Before hundreds of sweltering spectators in the opulent main hall of the Scuola di San Rocco, Ginsburg and four other judges, including U.S. Ambassador to Italy John R. Phillips, ruled in Shylock’s favor, ordering his forced conversion nullified and his fortune returned.

The anniversary events kicked off March 29, marking 500 years since the day the Venetian Senate, under the Doge Leonardo Loredan, ordered the 700 or so Jews in the city to be enclosed in a cramped area that had once been the site of a foundry — “geto” in the Venetian dialect. It was the first time that European rulers segregated Jews behind locked gates.

Jewish leaders in Venice have stressed that the anniversary events aren’t a “celebration” but a time for reflection. “We are not celebrating that there was the ghetto, but the creative response of Jews and their allies to the limitation of liberty to which they were subjected,” Bassi said.

“We are looking at the past to build our future,” he added. “The anniversary gives us visibility. The follow-up is the big challenge.”

How to do this – and what to do — remains an open question.

The Ghetto, with its five synagogues, nursing home, kosher restaurants, Jewish archives, Jewish museum and other Jewish institutions, remains what Bassi called the “beating heart of Jewish Venice.”

Yet the Jewish community in Venice today numbers fewer than 450 people. Few of them live in the Ghetto neighborhood, and their numbers are dwarfed by the thousands of tourists who visit the Ghetto each year.

Bassi and other Jewish leaders hope that the visibility brought by the anniversary will pique international interest that will bring Jews and others to Venice — not as tourists but as students, scholars and artists who will stay for longer periods and interact with local Jews.

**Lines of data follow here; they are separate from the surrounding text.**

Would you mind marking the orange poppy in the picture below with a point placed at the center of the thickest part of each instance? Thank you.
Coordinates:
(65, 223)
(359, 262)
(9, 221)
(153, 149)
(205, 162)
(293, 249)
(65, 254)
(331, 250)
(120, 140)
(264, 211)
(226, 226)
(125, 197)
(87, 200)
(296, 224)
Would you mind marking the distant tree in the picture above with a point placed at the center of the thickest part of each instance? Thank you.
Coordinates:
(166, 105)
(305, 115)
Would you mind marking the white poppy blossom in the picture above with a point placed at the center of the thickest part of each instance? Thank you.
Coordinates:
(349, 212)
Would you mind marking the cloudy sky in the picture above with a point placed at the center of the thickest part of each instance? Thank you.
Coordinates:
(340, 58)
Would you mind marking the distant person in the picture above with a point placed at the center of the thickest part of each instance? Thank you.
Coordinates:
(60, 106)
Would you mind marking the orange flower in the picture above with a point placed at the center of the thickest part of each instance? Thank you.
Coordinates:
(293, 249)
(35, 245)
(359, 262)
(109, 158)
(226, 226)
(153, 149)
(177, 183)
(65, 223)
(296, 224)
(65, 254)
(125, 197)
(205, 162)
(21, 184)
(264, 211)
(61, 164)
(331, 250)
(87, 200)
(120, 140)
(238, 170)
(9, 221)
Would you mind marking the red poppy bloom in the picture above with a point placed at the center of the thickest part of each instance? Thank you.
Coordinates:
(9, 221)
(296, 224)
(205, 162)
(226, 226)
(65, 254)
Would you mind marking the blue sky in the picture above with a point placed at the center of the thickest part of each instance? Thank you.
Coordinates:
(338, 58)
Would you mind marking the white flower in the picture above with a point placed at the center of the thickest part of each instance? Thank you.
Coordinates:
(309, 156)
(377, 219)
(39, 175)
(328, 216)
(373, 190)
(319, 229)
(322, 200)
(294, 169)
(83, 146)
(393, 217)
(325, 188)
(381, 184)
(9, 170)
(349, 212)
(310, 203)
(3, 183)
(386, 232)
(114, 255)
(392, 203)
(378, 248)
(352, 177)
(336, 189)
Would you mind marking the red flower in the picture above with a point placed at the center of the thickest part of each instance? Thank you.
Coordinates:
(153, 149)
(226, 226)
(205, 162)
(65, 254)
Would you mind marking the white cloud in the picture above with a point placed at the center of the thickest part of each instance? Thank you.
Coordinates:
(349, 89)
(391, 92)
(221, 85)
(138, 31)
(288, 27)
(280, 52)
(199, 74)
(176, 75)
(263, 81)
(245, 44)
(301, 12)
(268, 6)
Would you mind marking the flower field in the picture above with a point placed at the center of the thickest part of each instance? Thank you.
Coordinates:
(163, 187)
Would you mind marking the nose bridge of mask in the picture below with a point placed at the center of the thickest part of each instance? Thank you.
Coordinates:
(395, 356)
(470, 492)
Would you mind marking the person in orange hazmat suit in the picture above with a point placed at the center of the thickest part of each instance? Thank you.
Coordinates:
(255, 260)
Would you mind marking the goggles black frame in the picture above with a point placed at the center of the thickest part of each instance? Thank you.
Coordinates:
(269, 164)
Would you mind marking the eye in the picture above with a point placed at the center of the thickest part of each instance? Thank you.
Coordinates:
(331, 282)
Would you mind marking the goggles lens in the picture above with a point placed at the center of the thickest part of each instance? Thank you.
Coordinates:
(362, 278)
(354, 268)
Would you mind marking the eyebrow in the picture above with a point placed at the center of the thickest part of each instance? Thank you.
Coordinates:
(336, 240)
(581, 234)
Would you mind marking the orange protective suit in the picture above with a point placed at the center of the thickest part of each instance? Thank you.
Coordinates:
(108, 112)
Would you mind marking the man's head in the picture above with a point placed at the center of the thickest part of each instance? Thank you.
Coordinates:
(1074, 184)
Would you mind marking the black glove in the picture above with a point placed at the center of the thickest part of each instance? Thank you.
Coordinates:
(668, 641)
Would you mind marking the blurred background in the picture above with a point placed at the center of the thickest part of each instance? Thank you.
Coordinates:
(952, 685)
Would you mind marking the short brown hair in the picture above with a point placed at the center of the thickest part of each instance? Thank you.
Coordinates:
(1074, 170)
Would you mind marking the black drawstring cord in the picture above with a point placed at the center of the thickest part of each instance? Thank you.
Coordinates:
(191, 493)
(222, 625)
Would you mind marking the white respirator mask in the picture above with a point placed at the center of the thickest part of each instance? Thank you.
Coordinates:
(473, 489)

“The Venice Jewish community should be a point of reference for people who decide to come here and stay for a semester or a year of study,” said Venice’s chief rabbi, Scialom Bahbout, who hopes to foster an exchange program of religious scholarship and also reach out to unaffiliated Jews.

Other plans include revamping the Jewish Museum as an international center and hub of the revitalized ghetto.

“The responses are varied – to have cultural events, Jewish education, restore buildings,” said Lenore Rosenberg Bahbout, Rabbi Bahbout’s wife, who was born in the U.S.

“There are a lot of different solutions, but that’s what gives this whole experience a meaning,” she said. “People are going to have to talk about it. Something like the ‘Merchant,’ the exhibit, conferences – if they can raise awareness of what the Ghetto meant in the past – that’s a jumping off place.”